Violette embrassa du regard la chambre pleine à craquer. Elle avait beau détester cette pièce, la quitter ne lui disait rien de bon.
— Déjà ? murmura-t-elle. Là, maintenant, tout de suite ?
Mr Poe ouvrit la bouche, mais dut tousser à cinq ou six reprises avant de répondre.
— Oui, là maintenant tout de suite. Je vous dépose chez le comte en allant à la banque, il faut donc nous mettre en route au plus tôt. Levez-vous, je vous prie, et habillez-vous presto !
C’était dit rondement, comme pour accélérer le mouvement.
Et les enfants Baudelaire quittèrent la maison Poe. L’auto de Mr Poe partit en toussotant le long des rues pavées, en route pour le lointain quartier où vivait le comte Olaf. Ils doublèrent des voitures à chevaux et des motocyclettes pétaradantes le long de l’avenue Moch-Marasm. Ils passèrent devant la fontaine Aléa, énorme pièce montée aux sculptures tarabiscotées, qui crachait de l’eau quand l’envie lui en prenait. Ils passèrent devant le monticule de terre qui avait été jadis l’entrée des Jardins royaux. Puis l’automobile s’engagea dans une petite rue engoncée entre deux rangs de bâtisses en briques et se rangea peu après, à mi-chemin du carrefour suivant.
— Nous y voilà ! annonça Mr Poe d’un ton qui se voulait enjoué. Vous avez sous les yeux votre nouveau logis.
Les enfants Baudelaire regardèrent par la portière. Devant eux se dressait la plus jolie maison de la rue. La façade était pimpante et toutes sortes de plantes, éclatantes de santé, prenaient l’air devant les fenêtres grandes ouvertes. Debout à la porte, la main sur une poignée de cuivre bien briquée, une dame d’un certain âge, élégamment vêtue, souriait à la vue des enfants. De sa main libre elle tenait un pot de fleurs.
— Bonjour tout le monde ! lança-t-elle gaiement. Vous êtes les enfants que le comte Olaf adopte, je suppose ?
— Oui, c’est nous, répondit Violette en ouvrant la portière.
Et elle s’élança pour serrer la main de la dame. C’était une petite main chaude et ferme, et, pour la première fois depuis des jours, Violette eut l’impression que, peut-être, sa vie et celle de ses cadets prenaient un tournant heureux, après tout.
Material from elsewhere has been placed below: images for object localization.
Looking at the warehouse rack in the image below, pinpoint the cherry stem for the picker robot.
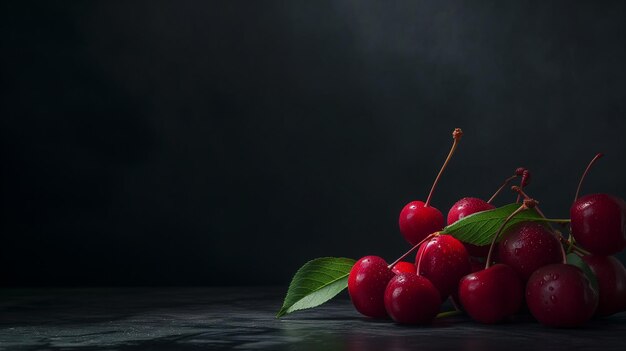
[424,128,463,207]
[511,186,582,263]
[555,234,591,256]
[485,199,537,269]
[487,175,517,204]
[574,153,604,202]
[511,185,548,219]
[387,232,439,269]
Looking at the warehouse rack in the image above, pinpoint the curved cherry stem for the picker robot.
[387,232,439,275]
[515,169,530,203]
[574,153,604,202]
[415,243,428,275]
[485,199,537,269]
[487,174,517,204]
[424,128,463,207]
[511,185,548,219]
[511,186,589,263]
[555,234,591,256]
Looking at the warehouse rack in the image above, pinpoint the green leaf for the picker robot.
[567,253,600,292]
[276,257,356,318]
[441,204,567,246]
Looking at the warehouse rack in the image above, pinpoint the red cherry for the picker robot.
[398,128,463,245]
[526,263,598,327]
[498,222,563,281]
[448,197,496,257]
[459,264,524,324]
[391,261,417,274]
[570,194,626,255]
[583,255,626,316]
[398,201,444,245]
[448,197,496,225]
[415,235,471,300]
[385,273,441,324]
[348,256,395,318]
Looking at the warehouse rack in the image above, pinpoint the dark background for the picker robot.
[0,1,626,285]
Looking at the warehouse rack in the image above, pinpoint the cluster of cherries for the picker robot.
[348,128,626,327]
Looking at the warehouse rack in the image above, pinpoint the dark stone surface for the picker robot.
[0,287,626,351]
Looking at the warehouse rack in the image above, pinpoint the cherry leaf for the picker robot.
[276,257,356,318]
[441,204,568,246]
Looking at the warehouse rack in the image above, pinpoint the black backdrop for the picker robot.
[0,1,626,285]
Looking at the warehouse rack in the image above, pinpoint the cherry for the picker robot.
[570,154,626,255]
[415,235,471,300]
[448,197,496,257]
[348,256,395,318]
[583,255,626,316]
[448,197,496,225]
[398,128,463,245]
[385,273,441,324]
[526,263,598,327]
[498,222,562,281]
[391,261,417,274]
[459,264,524,324]
[570,194,626,255]
[447,167,530,257]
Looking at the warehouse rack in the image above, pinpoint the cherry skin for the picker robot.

— Bonjour. Je suis Violette Baudelaire, et voici mon frère Klaus et ma petite sœur Prunille. Et Mr Poe, qui s’est chargé de nous depuis la mort de nos parents.
— Oui, j’ai entendu parler de ce terrible incendie, répondit la dame en serrant les mains tendues. Je suis la juge Abbott. Enchantée.
— Lajuje ? s’étonna Klaus. Pas très courant, comme prénom.
— Ce n’est pas mon prénom, dit la dame, c’est mon titre. Je suis juge à la Haute Cour.
— Oh ! ça doit être passionnant, dit Violette. Et… vous êtes mariée au comte Olaf ?
— Dieu du ciel, non ! s’écria la juge Abbott. Je le connais d’ailleurs assez peu. Nous sommes seulement voisins.
Les enfants détournèrent les yeux de la maison pimpante pour suivre le regard de la juge. La maison voisine était une bâtisse miteuse, aux briques noires de crasse et de suie. Ses deux malheureuses fenêtres, étroites et tous rideaux tirés, n’avaient pas jugé bon de s’ouvrir au soleil printanier.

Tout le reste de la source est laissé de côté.